As polícias Civil e Militar preferem não indicar os locais mais perigosos para se frequentar durante o período noturno. Os policiais consideram que isso poderia trazer duas consequências ruins: estigmatizar os moradores daqueles lugares e ‘‘espantar’’ os ladrões e assaltantes para outras regiões, facilitando a fuga deles das operações de investigação e repressão que já estão em desenvolvimento.
Os registros de ocorrências pelas duas polícias ao longo dos últimos meses, no entanto, servem para montar um mapa com o pontos mais inseguros e perigosos da Cidade.
Dados do relatório de atendimentos da Polícia Militar (PM) mostram que os marginais são muitos e atacam em todas as regiões. De janeiro a agosto deste ano, foram registradas 1.665 ocorrências na região sul, 2.125 no centro, 2.414 na região oeste, 3.365 na norte, e 3.877 na leste.

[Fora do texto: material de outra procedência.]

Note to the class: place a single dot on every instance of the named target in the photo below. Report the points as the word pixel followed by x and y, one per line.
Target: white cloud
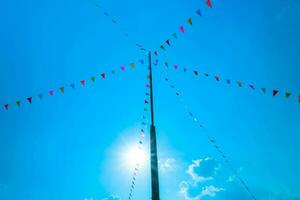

A maior parte dos crimes é contra o patrimônio - roubos de casas com arrombamentos, de automóveis -, com um total de 5.198 casos. Os assaltos a mão armada - crimes contra a pessoa - foram 840.
A PM realizou 3.096 detenções naqueles oito meses. Do total, 82 delas foram referentes ao consumo e tráfico de tóxicos.
No tocante a roubos, assaltos e agressões, os locais de maior incidência estão no centro ou nas proximidades da região central da Cidade. Os principais são: estacionamento atrás do Fórum e da Prefeitura; rua sem saída ao lado da pista de cooper do lago Igapó 1; ruas que circundam o Zerão; parte da rua Piauí que corta o Bosque-Zerinho; praça Marechal Floriano (ao lado da Catedral); praça Rocha Pombo (entre a antiga rodoviária e o Terminal Urbano); avenida Duque de Caxias (entre os cruzamentos com a avenida Leste-Oeste e rua Maranhão, nas proximidades da antiga Cadeia da Sergipe); vizinhança da Rodoviária e do estádio VGD; estacionamento do Estádio do Café; e semáforos da avenida Tiradentes.
Estes são, de acordo com o registro de ocorrências e relatos de vítimas - muitas das quais sequer deram queixa na polícia por razões pessoais -, os pontos críticos no tocante à insegurança noturna e à possibilidade de se tornar alvo de crimes contra a pessoa em Londrina.